The carmakers’ eight-month dispute with the French government “is behind us,” he said, with the French state pledging to respect Nissan’s autonomy and agreeing to cap voting rights in some circumstances.
Still, the deal fell short of resolving imbalances in the partnership. France remains positioned to become a more powerful shareholder with a dominant say in the alliance’s affairs, and Nissan continues to be under-represented, lacking any Renault voting rights.
France “cemented its position in Renault without making a material sacrifice to Nissan shareholders,” Evercore ISI analysts wrote in a report Monday. “Unfortunately, this year’s power battle revealed that the French government will block any closer, more balanced and shareholder-friendly structure between Renault and Nissan.”
Renault’s board, which includes two French government representatives, agreed unanimously Friday that the state will maintain a right to double the voting power for its stake as of April next year. Limits on its voting rights will not apply to matters including changing Renault’s dividend or board appointments and dismissals involving state representatives, the company said.

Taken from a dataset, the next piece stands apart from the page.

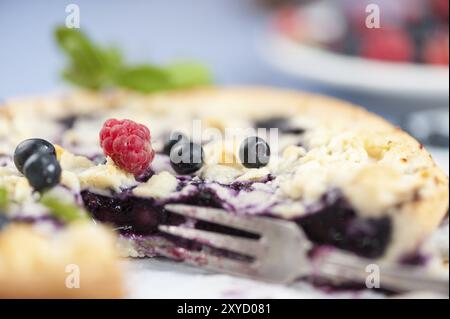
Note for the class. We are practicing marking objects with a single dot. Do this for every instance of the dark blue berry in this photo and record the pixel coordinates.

Nissan failed to activate voting rights for its 15 percent holding in Renault. The two manufacturers are drawing up a contract enforcing noninterference in Nissan’s decisions.
Ghosn said while investors want a full merger between the two companies, Renault and Nissan are not ready to execute such a deal.
“We need to do much more convergence between the two companies before one day eventually imagining something like a merger,” he said. “We are not absolutely discarding that one day, that would make a lot of sense, but certainly not today. We have much more . . . to do.”